We had made some good investments early on in our married life, so we are financially stable.

I work part-time, so it means that there can always be someone at home for our two teenagers. In order to improve his cardiac function he purchased a very expensive bicycle and spent months planning cycling routes. He was never really a big fan of exercise, so I was delighted by this and have actively encouraged him.


Each evening he informs me he has cycled for over two hours and impresses me with the distance he has travelled. I make a healthy dinner and run the bath for him and sometimes rub his aching muscles. He has been disappointed that this new regime has not yet impacted on his waistline.

Recently during a Sunday lunch at a bar two miles from our house, a waitress seemed to be very familiar with my husband. While I hate spying on him, I discreetly asked her how she knew him.
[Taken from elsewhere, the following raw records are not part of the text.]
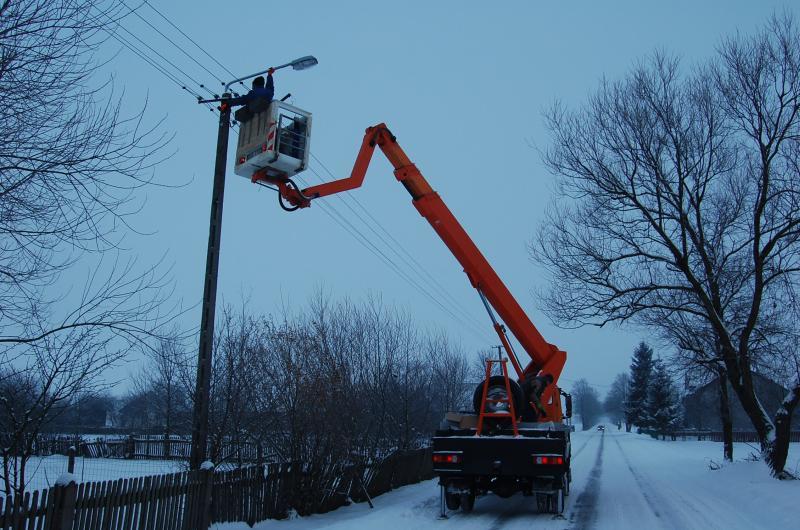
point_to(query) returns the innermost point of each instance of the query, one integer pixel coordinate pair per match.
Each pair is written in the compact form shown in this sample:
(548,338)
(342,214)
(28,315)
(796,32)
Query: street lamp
(301,63)
(200,413)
She said that he comes into the bar most days in his cycling gear for a few pints and a full lunch.

I am very angry with him, as I am not sure who he thinks that he is fooling by concocting such a convoluted story about his athletic achievements and improved dietary regime. I have never known him to lie before. I am so worried about his health that it is having an impact on my own mental and physical wellbeing. I am worried about confronting him as I know that he has made significant sacrifices to try and take control of his health.

But if he doesn’t do more, then it is very likely that he will have a second heart attack.
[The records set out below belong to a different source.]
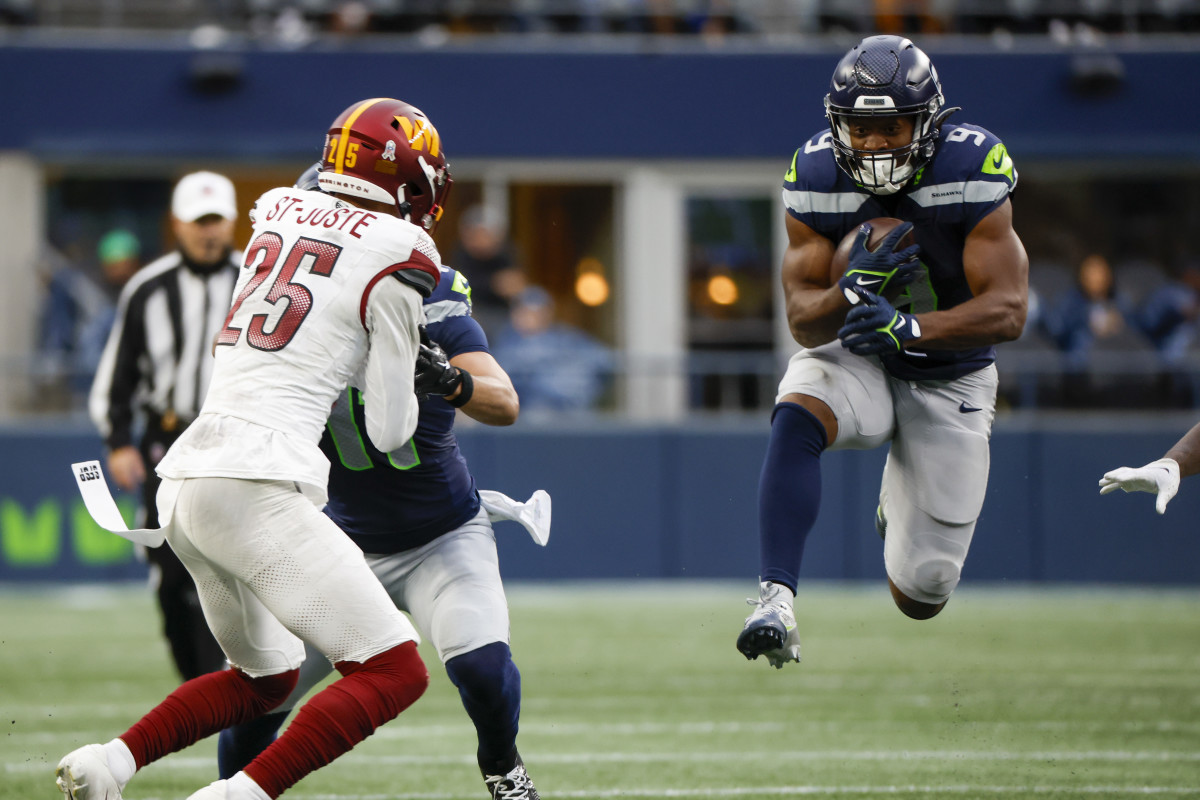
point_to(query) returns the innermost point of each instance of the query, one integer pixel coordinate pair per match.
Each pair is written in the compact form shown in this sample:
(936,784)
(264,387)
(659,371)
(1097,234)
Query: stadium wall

Your husband has lied to you, and now, it seems you are lying to him – by not telling him that you know of his pretence.

The reason behind both of your positions is fear: his fear of disappointing you and your fear of confrontation. Having fear lie beneath your communication is something that can be corrosive and is probably not what either of you want. Your own fear is leading to a deterioration of your wellbeing and therefore must be tackled, at the very least, for your own sake. You feel betrayed by your husband’s deceit and this leads to an angry response from you and while this is understandable, it will not help you create the change that you are looking for: a healthy exercise habit for your husband.
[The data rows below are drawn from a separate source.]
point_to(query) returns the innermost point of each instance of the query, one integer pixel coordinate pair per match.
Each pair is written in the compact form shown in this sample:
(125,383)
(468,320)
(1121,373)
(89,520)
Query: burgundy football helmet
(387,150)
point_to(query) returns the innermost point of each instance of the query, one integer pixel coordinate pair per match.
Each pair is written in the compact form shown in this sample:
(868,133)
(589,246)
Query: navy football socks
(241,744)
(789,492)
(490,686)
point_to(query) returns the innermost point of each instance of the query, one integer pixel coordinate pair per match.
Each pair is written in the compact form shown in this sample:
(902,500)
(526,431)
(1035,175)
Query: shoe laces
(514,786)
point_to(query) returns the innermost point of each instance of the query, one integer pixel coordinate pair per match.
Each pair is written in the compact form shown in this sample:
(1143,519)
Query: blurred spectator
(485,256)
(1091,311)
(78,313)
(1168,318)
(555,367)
On the other hand, keeping your anger and disappointment hidden also has a detrimental effect on you, so action must be taken and it seems that the ball is firmly in your court right now. Your husband is an adult and you cannot force him to do anything he does not want to do. However, he has a huge motivation to stay alive and he has a great reason to continue living: the love of his family.

Do not treat him as a 'bold boy' as this will infantilise him and make a mother out of you

Speaking to him about what you have discovered is in the interests of all of you and this needs to happen immediately. Tell him you have made a discovery that is causing you a lot of distress and ask him what he thinks this is. Continue asking him what he thinks the way forward is for both of you and ask him to consider what might be helpful. Rather than coming up with immediate answers, both of you should take some time to reflect on the conversation and then talk again.

Sudden retirement can have a huge effect on someone and many people find that comfort habits come to the fore at this time. Your husband finds pleasure in food and without the demands of a stressful job, he might find that his mind constantly seeks comfort in a lovely lunch in a calming bar. Part of your discussion might be how to find focus and pleasure elsewhere for your husband and this has to happen in conjunction with challenging his current very rewarding habits. Not only has your husband had a stress-free lunch but he then gets the lovely thoughtfulness of an appreciative wife who lavishes attention on him. It will be very hard for him to lose this pattern but the honesty that will grow between you will increase the intimacy in your relationship.

Do not treat him as a “bold boy” as this will infantilise him and make a mother out of you; rather state the situation and let him chose his direction and offer yourself and your children as resources for him to use.

Have faith and patience as the road to fitness and weight loss is long and slow with many detours along the way.